「このまま幼女を……いや、自重しよう。私はこの地獄の宇宙世紀を、誰にも邪魔されずに生き延びるために(城)を作っているんだ。趣味に走って足元をすくわれては元も子もない」
おっさんはコックピットのシートで深く息を吐き、自身の歪んだ願望に強固なリミッターをかけた。シリアスな現実が目の前にある以上、要塞の構築と隠蔽こそが最優先事項だ。リリィを救ったのは結果論であり、今後は徹底して「有用性と生存コスト」だけで物資や人材を選別せねばならない。
何より、リリィを最初の「上位眷属」としたことで、この要塞の労働力問題には劇的なパラダイムシフトが起きていた。
「お姉様、あの人間たち(密輸業者)の管理は、私に任せてください」
リリィが真紅の瞳を静かに光らせる。
真祖の血を引く彼女は、ルクレツィア(真祖)から与えられた強大な力を、さらに分割して行使することができた。すなわち、リリィ自身の意志で、人間の密輸業者たちを「さらに下位の眷属(グールや従僕)」へと作り変える権利(権能)を持っていたのだ。
「……任せるわ。彼らをただの死体にするのではなく、思考力を残した『従順な兵隊(サーヴァント)』として再構築しなさい」
「はい」
リリィの手によって血の制約を与えられた3人の男たちは、恐怖で動く不安定な奴隷から、肉体の疲労を感じず、病気にもならず、不眠不休でエリュシオンの岩盤を穿ち続ける「下位の不死労働者」へと変貌した。知性は生前のまま維持されているため、エレンが指示する複雑なデブリの解体作業や、プラントの溶接作業も完璧にこなす。
真祖(ルクレツィア)を頂点とし、その意思を完全に体現する上位眷属(リリィ)、その下に連なる現場指揮官(エレン)、そして最底辺で無限に働き続ける下位眷属(男たち)。
外部組織と一切関わることなく、完全に要塞の内部だけで増殖し、完結する「吸血鬼のピラミッド社会」が、ここに完成した。

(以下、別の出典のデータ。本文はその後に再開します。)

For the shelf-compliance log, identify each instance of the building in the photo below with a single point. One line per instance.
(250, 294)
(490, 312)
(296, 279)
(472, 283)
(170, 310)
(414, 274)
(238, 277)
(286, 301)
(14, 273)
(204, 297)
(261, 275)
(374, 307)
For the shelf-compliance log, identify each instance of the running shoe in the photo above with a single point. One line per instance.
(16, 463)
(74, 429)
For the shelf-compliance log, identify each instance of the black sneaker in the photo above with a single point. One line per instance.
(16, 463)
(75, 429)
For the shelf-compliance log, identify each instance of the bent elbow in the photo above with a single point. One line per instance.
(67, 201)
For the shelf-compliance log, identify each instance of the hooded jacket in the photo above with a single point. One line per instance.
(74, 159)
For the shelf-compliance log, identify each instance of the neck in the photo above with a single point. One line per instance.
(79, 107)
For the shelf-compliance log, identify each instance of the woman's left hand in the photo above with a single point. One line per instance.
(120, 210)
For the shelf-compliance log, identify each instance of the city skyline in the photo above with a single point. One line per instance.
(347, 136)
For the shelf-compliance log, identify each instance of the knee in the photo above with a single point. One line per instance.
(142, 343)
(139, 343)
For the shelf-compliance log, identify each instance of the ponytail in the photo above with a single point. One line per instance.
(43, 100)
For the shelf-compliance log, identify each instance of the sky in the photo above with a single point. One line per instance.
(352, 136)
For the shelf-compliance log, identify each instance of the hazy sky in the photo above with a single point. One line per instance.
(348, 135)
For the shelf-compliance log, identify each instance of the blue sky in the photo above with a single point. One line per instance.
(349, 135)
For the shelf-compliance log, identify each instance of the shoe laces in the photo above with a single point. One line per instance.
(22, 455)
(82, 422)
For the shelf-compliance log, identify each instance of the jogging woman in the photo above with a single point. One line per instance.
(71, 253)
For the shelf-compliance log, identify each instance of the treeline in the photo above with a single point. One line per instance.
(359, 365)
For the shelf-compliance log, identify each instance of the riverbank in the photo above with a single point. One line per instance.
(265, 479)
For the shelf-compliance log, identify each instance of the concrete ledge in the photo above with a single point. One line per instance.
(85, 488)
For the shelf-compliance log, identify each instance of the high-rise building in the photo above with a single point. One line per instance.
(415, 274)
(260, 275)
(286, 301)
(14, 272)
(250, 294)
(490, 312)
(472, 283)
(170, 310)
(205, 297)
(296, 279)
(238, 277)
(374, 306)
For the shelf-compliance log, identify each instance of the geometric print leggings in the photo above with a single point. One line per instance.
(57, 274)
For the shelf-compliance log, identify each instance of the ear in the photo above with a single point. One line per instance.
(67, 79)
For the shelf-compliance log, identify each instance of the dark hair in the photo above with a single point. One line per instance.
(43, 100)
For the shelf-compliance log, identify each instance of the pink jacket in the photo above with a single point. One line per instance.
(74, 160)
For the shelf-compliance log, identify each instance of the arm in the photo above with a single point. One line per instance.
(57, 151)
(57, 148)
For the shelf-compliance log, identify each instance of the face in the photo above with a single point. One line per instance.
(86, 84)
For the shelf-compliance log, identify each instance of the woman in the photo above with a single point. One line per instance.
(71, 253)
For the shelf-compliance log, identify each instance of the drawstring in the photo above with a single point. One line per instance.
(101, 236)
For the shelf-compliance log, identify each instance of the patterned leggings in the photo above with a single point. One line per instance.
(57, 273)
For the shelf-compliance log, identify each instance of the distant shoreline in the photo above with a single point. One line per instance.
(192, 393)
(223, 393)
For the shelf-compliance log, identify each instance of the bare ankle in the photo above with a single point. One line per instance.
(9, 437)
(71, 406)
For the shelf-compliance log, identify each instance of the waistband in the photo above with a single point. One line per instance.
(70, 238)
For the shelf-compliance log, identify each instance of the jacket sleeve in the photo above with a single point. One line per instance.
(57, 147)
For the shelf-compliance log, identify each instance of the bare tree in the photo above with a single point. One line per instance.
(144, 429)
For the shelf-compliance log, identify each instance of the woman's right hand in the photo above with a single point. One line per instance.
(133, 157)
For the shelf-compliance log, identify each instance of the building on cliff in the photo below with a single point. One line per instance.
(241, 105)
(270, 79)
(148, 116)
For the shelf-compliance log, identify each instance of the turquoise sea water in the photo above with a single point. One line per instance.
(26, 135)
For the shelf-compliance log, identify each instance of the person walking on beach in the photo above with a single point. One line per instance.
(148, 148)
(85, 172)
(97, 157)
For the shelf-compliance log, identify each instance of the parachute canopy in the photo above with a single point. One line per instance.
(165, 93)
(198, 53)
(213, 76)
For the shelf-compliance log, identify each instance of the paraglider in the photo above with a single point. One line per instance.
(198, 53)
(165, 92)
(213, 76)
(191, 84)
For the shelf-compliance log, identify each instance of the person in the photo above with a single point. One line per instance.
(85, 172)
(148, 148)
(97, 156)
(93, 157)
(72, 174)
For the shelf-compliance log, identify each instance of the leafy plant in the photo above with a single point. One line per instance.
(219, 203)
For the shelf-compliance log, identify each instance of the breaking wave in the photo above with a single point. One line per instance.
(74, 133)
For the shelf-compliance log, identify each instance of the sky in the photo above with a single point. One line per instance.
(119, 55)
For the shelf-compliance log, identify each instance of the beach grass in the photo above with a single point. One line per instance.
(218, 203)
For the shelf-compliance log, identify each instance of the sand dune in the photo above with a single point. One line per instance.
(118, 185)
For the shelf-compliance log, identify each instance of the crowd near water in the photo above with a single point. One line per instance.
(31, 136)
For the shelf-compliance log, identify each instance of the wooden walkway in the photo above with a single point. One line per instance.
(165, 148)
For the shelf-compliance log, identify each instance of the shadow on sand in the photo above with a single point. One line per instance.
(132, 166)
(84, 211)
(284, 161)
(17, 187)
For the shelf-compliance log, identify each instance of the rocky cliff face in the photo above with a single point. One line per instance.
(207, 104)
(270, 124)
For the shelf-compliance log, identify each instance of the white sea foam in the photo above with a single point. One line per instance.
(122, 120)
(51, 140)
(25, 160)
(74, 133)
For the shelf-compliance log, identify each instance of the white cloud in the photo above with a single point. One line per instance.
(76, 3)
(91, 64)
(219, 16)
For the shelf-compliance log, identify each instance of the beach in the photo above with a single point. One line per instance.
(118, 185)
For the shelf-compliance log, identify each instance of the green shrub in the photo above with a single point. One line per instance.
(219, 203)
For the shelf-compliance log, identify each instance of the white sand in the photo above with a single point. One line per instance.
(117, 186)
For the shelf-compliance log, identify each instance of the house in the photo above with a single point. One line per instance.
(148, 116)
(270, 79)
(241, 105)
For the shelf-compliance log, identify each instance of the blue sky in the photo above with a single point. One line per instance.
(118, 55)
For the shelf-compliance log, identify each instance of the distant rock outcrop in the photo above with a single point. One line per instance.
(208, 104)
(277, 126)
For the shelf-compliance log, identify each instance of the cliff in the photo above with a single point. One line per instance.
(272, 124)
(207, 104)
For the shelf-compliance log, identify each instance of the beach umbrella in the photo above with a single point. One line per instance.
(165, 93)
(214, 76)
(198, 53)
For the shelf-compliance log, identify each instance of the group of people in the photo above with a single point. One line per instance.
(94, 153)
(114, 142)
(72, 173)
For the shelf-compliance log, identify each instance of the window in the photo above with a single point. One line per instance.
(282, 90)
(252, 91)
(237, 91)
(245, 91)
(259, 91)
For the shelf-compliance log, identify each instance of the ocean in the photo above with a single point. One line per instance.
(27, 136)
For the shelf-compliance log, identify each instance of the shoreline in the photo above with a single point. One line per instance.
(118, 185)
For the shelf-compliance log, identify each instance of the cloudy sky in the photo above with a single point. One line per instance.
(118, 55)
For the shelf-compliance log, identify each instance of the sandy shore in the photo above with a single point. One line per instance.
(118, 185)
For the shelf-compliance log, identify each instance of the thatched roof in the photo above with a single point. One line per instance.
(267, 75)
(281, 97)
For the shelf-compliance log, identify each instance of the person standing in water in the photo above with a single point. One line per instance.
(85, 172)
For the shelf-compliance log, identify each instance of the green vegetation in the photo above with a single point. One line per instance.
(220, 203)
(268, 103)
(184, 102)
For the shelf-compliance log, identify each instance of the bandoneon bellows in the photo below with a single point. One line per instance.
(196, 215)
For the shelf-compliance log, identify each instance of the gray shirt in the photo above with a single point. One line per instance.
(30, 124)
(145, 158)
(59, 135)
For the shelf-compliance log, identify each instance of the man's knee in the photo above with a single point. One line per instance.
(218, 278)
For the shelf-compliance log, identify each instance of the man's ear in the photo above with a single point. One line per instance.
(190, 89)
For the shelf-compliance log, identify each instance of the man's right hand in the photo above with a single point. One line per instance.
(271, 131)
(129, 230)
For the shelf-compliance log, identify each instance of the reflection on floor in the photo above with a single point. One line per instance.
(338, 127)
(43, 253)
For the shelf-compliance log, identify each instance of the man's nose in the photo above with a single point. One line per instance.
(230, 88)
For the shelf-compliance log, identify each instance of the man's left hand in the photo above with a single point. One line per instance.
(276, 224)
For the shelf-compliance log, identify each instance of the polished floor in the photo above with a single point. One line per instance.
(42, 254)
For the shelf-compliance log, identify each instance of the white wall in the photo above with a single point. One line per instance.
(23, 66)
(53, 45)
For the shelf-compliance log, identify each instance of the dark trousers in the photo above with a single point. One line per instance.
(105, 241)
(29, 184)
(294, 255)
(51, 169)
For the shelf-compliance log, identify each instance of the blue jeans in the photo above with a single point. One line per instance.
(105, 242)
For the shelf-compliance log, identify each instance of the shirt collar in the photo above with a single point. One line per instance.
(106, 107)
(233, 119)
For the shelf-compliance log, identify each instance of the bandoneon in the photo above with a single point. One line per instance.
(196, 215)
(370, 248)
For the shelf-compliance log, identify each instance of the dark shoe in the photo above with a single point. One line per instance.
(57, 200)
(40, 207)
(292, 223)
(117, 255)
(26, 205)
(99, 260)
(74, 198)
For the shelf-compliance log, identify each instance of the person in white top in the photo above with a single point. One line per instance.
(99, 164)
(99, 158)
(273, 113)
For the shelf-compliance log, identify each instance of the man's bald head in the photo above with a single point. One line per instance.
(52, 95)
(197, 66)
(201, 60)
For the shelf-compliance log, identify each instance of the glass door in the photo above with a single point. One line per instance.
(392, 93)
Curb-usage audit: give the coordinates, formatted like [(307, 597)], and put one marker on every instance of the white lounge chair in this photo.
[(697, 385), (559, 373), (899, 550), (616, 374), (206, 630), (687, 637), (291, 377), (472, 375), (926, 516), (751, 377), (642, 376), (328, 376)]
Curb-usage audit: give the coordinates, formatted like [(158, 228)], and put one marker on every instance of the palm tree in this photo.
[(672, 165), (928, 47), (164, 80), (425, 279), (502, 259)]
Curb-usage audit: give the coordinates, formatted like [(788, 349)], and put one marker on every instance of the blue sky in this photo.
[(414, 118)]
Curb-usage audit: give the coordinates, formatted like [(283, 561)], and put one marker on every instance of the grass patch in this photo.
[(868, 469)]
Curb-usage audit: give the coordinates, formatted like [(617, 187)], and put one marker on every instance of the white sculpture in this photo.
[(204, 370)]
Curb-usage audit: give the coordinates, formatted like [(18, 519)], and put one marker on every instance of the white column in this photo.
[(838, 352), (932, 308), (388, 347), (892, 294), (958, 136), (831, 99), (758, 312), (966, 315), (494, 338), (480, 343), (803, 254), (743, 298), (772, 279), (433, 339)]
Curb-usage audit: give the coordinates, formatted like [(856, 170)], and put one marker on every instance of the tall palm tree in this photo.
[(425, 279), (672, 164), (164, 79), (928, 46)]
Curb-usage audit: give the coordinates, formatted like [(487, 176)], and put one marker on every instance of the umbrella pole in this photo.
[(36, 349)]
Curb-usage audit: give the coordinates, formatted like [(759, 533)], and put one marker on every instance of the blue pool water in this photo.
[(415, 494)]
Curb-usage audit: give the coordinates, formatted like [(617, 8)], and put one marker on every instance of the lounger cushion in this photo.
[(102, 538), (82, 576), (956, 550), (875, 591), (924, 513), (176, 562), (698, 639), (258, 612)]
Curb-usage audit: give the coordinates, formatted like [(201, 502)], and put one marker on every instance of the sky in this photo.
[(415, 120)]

それから数年。宇宙世紀は0010年代の中盤へと差し掛かっていた。
小惑星の内部はすでに直径数キロメートルにわたって完全にくり抜かれ、人工重力ブロックと、エレンがデブリからリサイクルした資材で組み上げた巨大な「密閉型水耕プラント」が稼働していた。
ディザードの駆動音だけが、静かなドックに響く。
ナノマシンシステムによって、何年酷使しようともジーン・プラスチックの装甲は新品同様の鈍い光沢を放っている。このエルガイム世界のオーパーツは、今や要塞の守護神だった。
「お姉様。また、暗礁宙域の境界線に『ネズミ』が紛れ込みました」
ドックのコンソールを監視していたリリィが、冷淡な声で報告する。
モニターに映し出されたのは、宇宙海賊の高速巡洋艦だ。かつての汚職兵の巡洋艦とは違うようだった。
「……徹底して潜むと言っても、向こうから踏み込んでくるなら話は別ね」
おっさんはディザードの操縦桿を握り直した。
今回は機体を出す必要すらない。彼らが数年かけて築き上げたエリュシオンは、今やそれ自体が「生きた吸血要塞」と化していた。
「リリィ、外壁の『従僕たち(下位眷属)』に迎撃を命じなさい。ディザードのランチャーも、要塞の対空砲も使ってはダメ。この世界に『熱源』や『光』の痕跡を残してはならないわ」
「了解しました」
リリィが精神波(テレパシー)を通じて、外壁のデブリの中に潜ませていた下位眷属たちに命令を下す。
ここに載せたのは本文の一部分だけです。